Gino Cecchettin ha detto che dopo la morte di sua figlia ha avuto davanti due strade: la prima, farla finita.

La seconda: assumersi la responsabilità di due figli (il più piccolo ha appena compiuto diciott’anni, Elena ne ha ventiquattro) che meritano un mondo migliore di quello che ha ucciso Giulia a un passo dalla laurea e da una nuova vita. Lavorare per questo, dedicarsi alle parole degli uomini e alla violenza degli uomini sulle donne. La violenza degli uomini sulle donne non è una questione del femminismo, anche se finora soltanto il femminismo è riuscito a elaborarla, è il problema di una cultura millenaria abituata al comando, che si fonda sull’imitazione e sull’illusione del dominio. Gino Cecchettin non sapeva nemmeno di fare parte di questo mondo eppure, da padre innocente di una vittima innocente, si assume la responsabilità e il compito di contribuire a spezzare questa catena. Parla con gli occhi asciutti di un dolore che non finirà mai, di una stanza vuota, di sogni infranti, di una ragazza che sorrideva con gli occhi e che aveva paura delle cimici. La sala intorno a lui piange, le donne piangono per tutte le donne. Lui non usa parole di odio e non le userà mai. Spezza la catena della violenza.

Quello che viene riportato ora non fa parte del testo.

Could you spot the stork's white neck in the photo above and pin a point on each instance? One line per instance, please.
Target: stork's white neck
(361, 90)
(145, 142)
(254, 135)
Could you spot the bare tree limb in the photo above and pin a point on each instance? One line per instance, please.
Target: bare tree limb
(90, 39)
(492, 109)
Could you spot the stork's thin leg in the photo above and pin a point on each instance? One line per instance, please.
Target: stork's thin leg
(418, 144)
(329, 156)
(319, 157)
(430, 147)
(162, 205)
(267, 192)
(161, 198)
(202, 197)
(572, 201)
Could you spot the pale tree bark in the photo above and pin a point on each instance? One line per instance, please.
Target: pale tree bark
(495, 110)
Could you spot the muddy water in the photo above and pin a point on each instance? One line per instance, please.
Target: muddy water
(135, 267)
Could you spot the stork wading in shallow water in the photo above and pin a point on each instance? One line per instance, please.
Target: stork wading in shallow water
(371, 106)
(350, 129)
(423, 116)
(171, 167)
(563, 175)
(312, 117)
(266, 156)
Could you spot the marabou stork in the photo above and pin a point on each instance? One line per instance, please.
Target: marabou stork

Gino Cecchettin al suo fianco la figlia Elena, che conosce tutte le parole, che conosce la piramide di violenza di genere che poggia le basi sulle battute idiote, sugli sguardi pesanti, su: come sei noiosa, non si può scherzare con te, su: dove vai vestita così?, su tutti i piccoli soprusi e gli atti di intimidazione che tendono all’assoggettamento e alla paura, e a volte passano attraverso un’accettazione femminile. Però una cosa è chiara: non è colpa nostra. Noi abbiamo camminato tutte le strade, abbiamo guardato per quattromila anni, abbiamo urlato a tutte le porte, abbiamo fatto carezze sulla testa e tirato cazzotti ai muri. Noi, come dice Carla Lonzi, stiamo su un altro piano. Tocca agli uomini come Gino Cecchettin, e speriamo anche a tutti gli altri, farla finita, uscire da lì, sputare fuori la misoginia, liberare i figli e le figlie. Non basta essere persone perbene, non basta voler bene alle donne e considerarle più interessanti degli uomini. Ci vuole un po’ più di fatica e un po’ meno orgoglio, meno suscettibilità, distrazione, privilegio: più visione. Padri che dicano: me l’ha insegnato mia figlia. Uomini che dicano: andiamo via da qui, per mano insieme.